Re: Very slow recovery from Savepoint

Posted by rmetzger0 on
URL: http://deprecated-apache-flink-user-mailing-list-archive.369.s1.nabble.com/Very-slow-recovery-from-Savepoint-tp41081p41301.html

Great to hear that you were able to resolve the issue!

On Thu, Feb 4, 2021 at 5:12 PM Yordan Pavlov <[hidden email]> wrote:
Thank you for your tips Robert,
I think I narrowed down the problem to having slow Hard disks. Once
the memory runs out, RocksDb starts spilling to the disk and the
performance degradates greatly. I Moved the jobs to SSD disks and the
performance has been better.

Best regards!

On Tue, 2 Feb 2021 at 20:22, Robert Metzger <[hidden email]> wrote:
>
> Hey Yordan,
>
> have you checked the log files from the processes in that cluster?
> The JobManager log should give you hints about issues with the coordination / scheduling of the job.

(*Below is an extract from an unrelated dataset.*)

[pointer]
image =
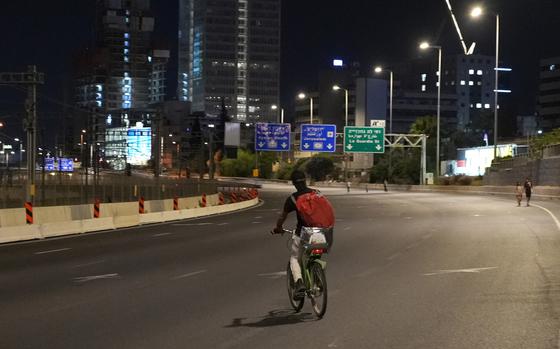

Could it be something unexpected, like your job could not start, because there were not enough TaskManagers available?
> The TaskManager logs could give you also hints about potential retries etc.
>
> What you could also do is manually sample the TaskManagers (you can access thread dumps via the web ui) to see what they are doing.
>
> Hope this helps!
>
> On Thu, Jan 28, 2021 at 5:42 PM Yordan Pavlov <[hidden email]> wrote:
>>
>> Hello there,
>> I am trying to find the solution for a problem we are having in our Flink
>> setup related to very slow recovery from a Savepoint. I have searched in the
>> mailing list, found a somewhat similar problem, the bottleneck there was the
>> HD usage, but I am not seeing this in our case. Here is a description of
>> what our setup is:
>> * Flink 1.11.3
>> * Running on top of Kubernetes on dedicated hardware.
>> * The Flink job consists of 4 task manager running on separate Kubernetes
>> pods along with a Jobmanager also running on separate Pod.
>> * We use RocksDB state backend with incremental checkpointing.
>> * The size of the savepoint I try to recover is around 35 GB
>> * The file system that RocksDB uses is S3, or more precisely a S3
>> emulation (Minio), we are not subject to any EBS burst credits and so
>> on.
>>
>> The time it takes for the Flink job to be operational and start consuming
>> new records is around 5 hours. During that time I am not seeing any heavy
>> resource usage on any of the TaskManager pods. I am attaching a
>> screenshot of the resources of one of the Taskmanager pods.
>> <http://apache-flink-user-mailing-list-archive.2336050.n4.nabble.com/file/t2957/Flink-pod-start.png>
>>
>> In this graph the job was started at around 14:00 o'clock. There is this
>> huge spike shortly after this and then there is not much happening. This
>> goes on for around 5 hours after which the job starts, but again working
>> quite slowly. What would be the way to profile where the bottleneck
>> is? I have checked my network connectivity and I am able to download
>> the whole savepoint for several minutes manually. It seems like Flink
>> is very slow to build its internal state but then again the CPU is not
>> being utilized. I would be grateful for any suggestions on how to
>> proceed with this investigation.
>>
>> Regards,
>> Yordan